INTERNAL AUDIT RESPONSIBILITY:
The scope of internal auditing encompasses, but is not limited to, the examination and evaluation of the adequacy and effectiveness of the College's governance, risk management, and internal controls as well as the quality of performance in carrying out assigned responsibilities to achieve stated goals and objectives. This includes:
- Evaluating risk exposure relating to achievement of strategic objectives.
- Evaluating the reliability and integrity of information and the means used to identify, measure, classify, and report such information.
- Evaluating the systems established to ensure compliance with those policies, plans, procedures, laws, and regulations which could have a significant impact on the Colleges.
- Evaluating the means of safeguarding assets and, as appropriate, verifying the existence of such assets.
- Evaluating the effectiveness and efficiency with which College resources are employed.
- Evaluating operations or programs to ascertain whether results are consistent with established objectives and goals and whether the operations or programs are being carried out as planned.
- Evaluating governance and risk management processes.
- Coordinating with external agencies, including the Auditor of Public Accounts and the Office of the Inspector General, to promote an efficient combined audit effort.
- Performing consulting and advisory services related to governance, risk management and controls as appropriate.
- Reporting periodically on the internal audit performance relative to its work plan.
- Reporting significant risk exposures and control issues, including fraud risks, governance issues, and other matters needed or requested by the Committee on Audit, Risk and Compliance.
- Evaluating specific operations at the request of the Committee on Audit, Risk and Compliance or management, as appropriate.

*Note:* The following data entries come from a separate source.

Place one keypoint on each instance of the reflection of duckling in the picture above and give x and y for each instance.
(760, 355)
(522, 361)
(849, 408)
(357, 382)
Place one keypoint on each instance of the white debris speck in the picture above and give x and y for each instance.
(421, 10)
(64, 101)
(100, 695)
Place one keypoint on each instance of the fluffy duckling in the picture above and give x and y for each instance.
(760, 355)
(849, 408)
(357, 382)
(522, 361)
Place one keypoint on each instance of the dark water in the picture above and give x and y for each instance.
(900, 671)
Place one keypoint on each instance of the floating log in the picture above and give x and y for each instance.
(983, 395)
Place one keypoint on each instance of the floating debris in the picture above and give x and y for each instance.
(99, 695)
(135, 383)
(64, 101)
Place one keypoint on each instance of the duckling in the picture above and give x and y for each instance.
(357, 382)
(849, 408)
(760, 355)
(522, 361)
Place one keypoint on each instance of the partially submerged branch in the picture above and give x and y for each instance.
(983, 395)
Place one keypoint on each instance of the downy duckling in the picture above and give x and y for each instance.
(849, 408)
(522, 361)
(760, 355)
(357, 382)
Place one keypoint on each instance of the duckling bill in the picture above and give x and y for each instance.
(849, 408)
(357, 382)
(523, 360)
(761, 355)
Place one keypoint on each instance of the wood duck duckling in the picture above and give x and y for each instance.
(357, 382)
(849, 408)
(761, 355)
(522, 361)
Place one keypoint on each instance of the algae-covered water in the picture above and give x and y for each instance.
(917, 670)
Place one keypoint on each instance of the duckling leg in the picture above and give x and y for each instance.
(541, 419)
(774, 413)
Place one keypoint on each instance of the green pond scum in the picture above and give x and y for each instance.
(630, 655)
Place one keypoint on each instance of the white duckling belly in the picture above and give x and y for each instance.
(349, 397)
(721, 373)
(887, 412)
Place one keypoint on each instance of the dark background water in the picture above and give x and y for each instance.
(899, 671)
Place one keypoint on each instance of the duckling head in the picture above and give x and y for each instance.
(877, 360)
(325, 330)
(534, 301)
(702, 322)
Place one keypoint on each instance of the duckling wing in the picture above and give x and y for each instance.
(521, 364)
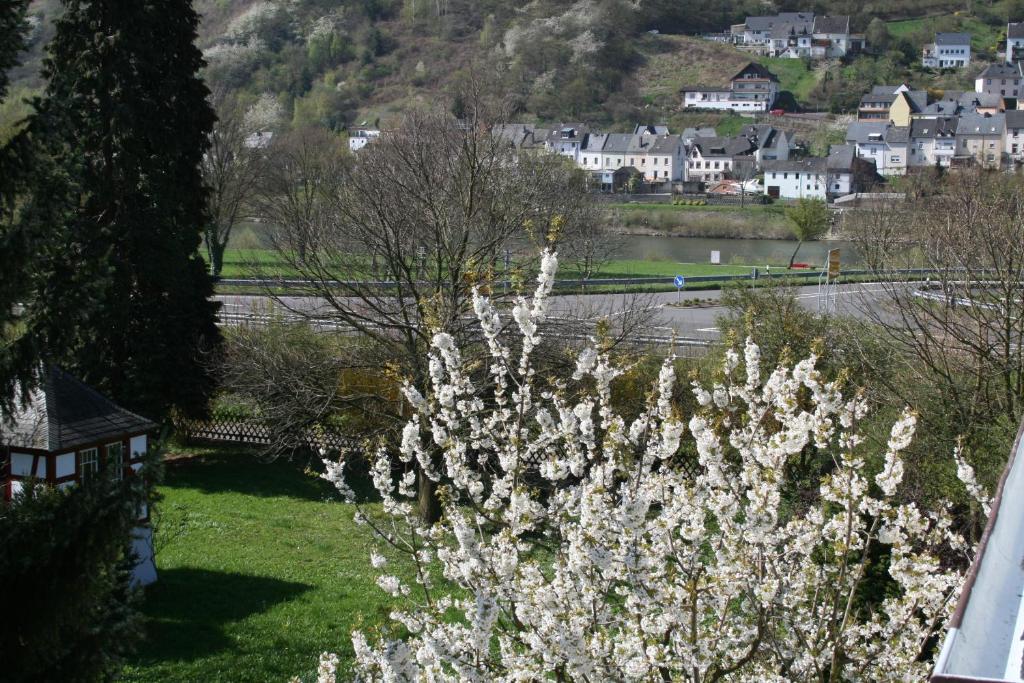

- Establishing and maintaining an internal audit quality review program to evaluate the operations of the department. An external assessment will be performed every five years and will be communicated to senior management and to the Committee on Audit, Risk and Compliance Chair.
INTERNAL AUDIT PLAN:
Annually, the Internal Audit Director will submit to the Committee on Audit, Risk and Compliance and senior management an internal audit plan for review and approval. The internal audit plan will represent a work plan for the next calendar year. The Director of Internal Audit will communicate the impact of resource limitations and significant interim changes to the Committee on Audit, Risk and Compliance and senior management, as appropriate. The internal audit plan will be developed based on a prioritization of the audit universe using a risk-based methodology, including input of the Committee on Audit, Risk and Compliance and senior management. The Director of Internal Audit will review and adjust the plan, as necessary, in response to changes in risks, operations, programs, systems, and controls. Any significant deviation from the approved internal audit plan will be communicated to the Committee on Audit, Risk and Compliance through periodic reports.
REPORTING AND MONITORING:
A written report will be prepared and issued by the internal audit department following the conclusion of each formal internal audit engagement and will be distributed as appropriate. Internal audit results will also be communicated to the Committee on Audit, Risk and Compliance. The internal audit report will include management’s response and corrective action taken or to be taken in regard to the specific findings and recommendations.
Internal audit will follow-up on audit findings and recommendations. The status of follow-up activity will be regularly reported to the Committee on Audit, Risk and Compliance. The Internal Audit Director will periodically report to the Committee on Audit, Risk and Compliance on internal audit activity, as well as performance relative to the annual plan. Reporting will also include significant risk exposures and control issues, including fraud risks, emerging trends, governance issues, and other matters needed or requested the Committee on Audit, Risk and Compliance or senior management.